One or more of the independent variables contains no variation
This error message indicates that a variable contains no variation and it is thus impossible to estimate the regression model. Most commonly, this is caused by dummy coding, with a variable being created for a category containing no respondents. Collapse the offending category in the Outputs Tab to solve the problem. Please note that Displayr automatically filters respondents who have missing data on any of the variables in the regression.
All coefficients are NaN or 0
Most likely, there is some kind of problem with your data. For example:
- The range of one of your independent variables is too large (e.g., in the thousands or more), which causes numerical precision problems. If you divided each by, say, 2 times its standard deviation, you typically solve this problem and, as an added benefit, have coefficients that are directly comparable with the coefficients of categorical variables.
- Perfect multicollinearity. Inspect the VIF columns (see Coefficients and related statistics).
A coefficient is zero but is shows as being statistically significant
The range of the independent variables is too large (e.g., in the thousands or more), which causes numerical precision problems. If you divided each by, say, 2 times its standard deviation, you typically solve this problem and, as an added benefit, have coefficients that are directly comparable with the coefficients of categorical variables.
Lots of NaNs in the outputs
Most likely, you have included independent variables that induce perfect multicollinearity. Inspect the VIF columns (see Coefficients and related statistics).
Implausibly big numbers
If using an Ordered Logit Model, the problem will likely result to their being categories containing too few values. Collapse some of the categories and the problem should be resolved.
Error in incomplete Beta function
Possibly the included independent variables have induced perfect multicollinearity (i.e., they are linearly dependent).
An independent variable has no variation in a category of the dependent question
There are usually three solutions to this problem.

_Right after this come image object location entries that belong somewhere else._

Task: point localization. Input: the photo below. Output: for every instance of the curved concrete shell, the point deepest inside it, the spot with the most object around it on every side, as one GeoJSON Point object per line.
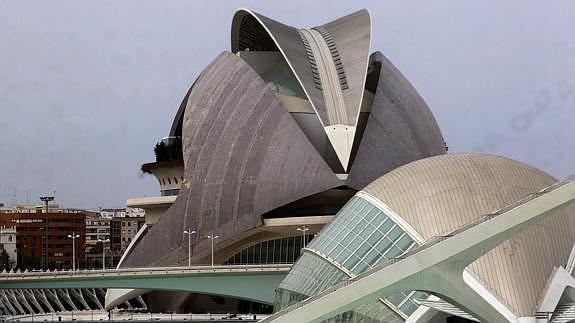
{"type": "Point", "coordinates": [433, 197]}
{"type": "Point", "coordinates": [438, 194]}
{"type": "Point", "coordinates": [243, 154]}
{"type": "Point", "coordinates": [329, 61]}
{"type": "Point", "coordinates": [400, 127]}
{"type": "Point", "coordinates": [248, 150]}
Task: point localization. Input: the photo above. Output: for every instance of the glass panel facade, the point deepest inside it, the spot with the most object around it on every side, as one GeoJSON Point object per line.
{"type": "Point", "coordinates": [360, 237]}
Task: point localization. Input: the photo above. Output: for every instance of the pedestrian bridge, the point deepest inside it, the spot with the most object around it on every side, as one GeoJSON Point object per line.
{"type": "Point", "coordinates": [251, 282]}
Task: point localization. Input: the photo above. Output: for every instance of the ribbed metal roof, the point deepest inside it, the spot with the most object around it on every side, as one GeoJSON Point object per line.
{"type": "Point", "coordinates": [439, 194]}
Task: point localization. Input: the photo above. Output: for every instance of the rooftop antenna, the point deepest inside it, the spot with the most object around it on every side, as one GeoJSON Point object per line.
{"type": "Point", "coordinates": [46, 199]}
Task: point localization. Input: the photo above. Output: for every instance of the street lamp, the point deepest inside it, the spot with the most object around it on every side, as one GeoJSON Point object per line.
{"type": "Point", "coordinates": [103, 252]}
{"type": "Point", "coordinates": [45, 199]}
{"type": "Point", "coordinates": [189, 233]}
{"type": "Point", "coordinates": [213, 237]}
{"type": "Point", "coordinates": [73, 236]}
{"type": "Point", "coordinates": [303, 229]}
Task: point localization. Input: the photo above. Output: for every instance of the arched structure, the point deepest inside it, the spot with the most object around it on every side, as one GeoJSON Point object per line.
{"type": "Point", "coordinates": [280, 133]}
{"type": "Point", "coordinates": [429, 198]}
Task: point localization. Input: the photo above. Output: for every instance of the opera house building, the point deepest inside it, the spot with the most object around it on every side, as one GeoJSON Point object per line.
{"type": "Point", "coordinates": [304, 146]}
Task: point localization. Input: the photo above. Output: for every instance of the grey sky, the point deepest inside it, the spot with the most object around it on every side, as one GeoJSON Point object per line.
{"type": "Point", "coordinates": [87, 88]}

Either, collapse smaller categories of categorical independent questions (see the table provided in the output), collapse categories in the dependent question, or change the type of the dependent question (e.g., from categorical to numeric).
When Regression Models Take too long to estimate
If your regression model seems to take too long to execute, often you can reduce the amount of time by just rethinking the scope of the problem you are trying to run.
Typically regression models take a long time to run if you:
- Included Categorical predictors with large number of values. In Displayr, one dummy variable is created from each unique value of a categorical variable. Check to see that the Variable Type for predictor variables like Income is Numeric, and not Categorical or Ordered Categorical. If they are, each unique value of Income will become a separate predictor variable in your model. This means that if you have 1000 unique incomes, you will end up with 999 predictors, instead of just 1 as you intended.
- Included too many Independent questions. If is generally bad research practice to include 100s or 1000s of predictor variables in your model. Before you run your regression, decide on which variables might reasonally have an effect on outcome variable. For example, you would not use variables like shoe size or hair color to predict income so don't include them in your model. Avoid using options like Use All when selecting your predictors.
Other unexpected results, check for Multicollinearity
The presence of large correlations between independent variables can create problems with the stability of the regression coefficients. The technical term for the problem is multicollinearity. While there are sophisticated tests for checking the presence or absense of multicollinearity, such as Variance Inflaction Factors (VIF), see How to Create Regression Multicollinearity Table (VIF). Another way, is to run correlations.
The predictor variables are Gender, Age and PhD and the dependent variable is Salary in Thousands. As a rule of thumb, a correlation of 0.90 or higher between between two variables suggests multicollinearity. Whenever this happens, one easy remedy is to simply remove one of the highly correlated variables from your analysis. In this example, none of the correlations are that high so multicollinearity isn't suggested.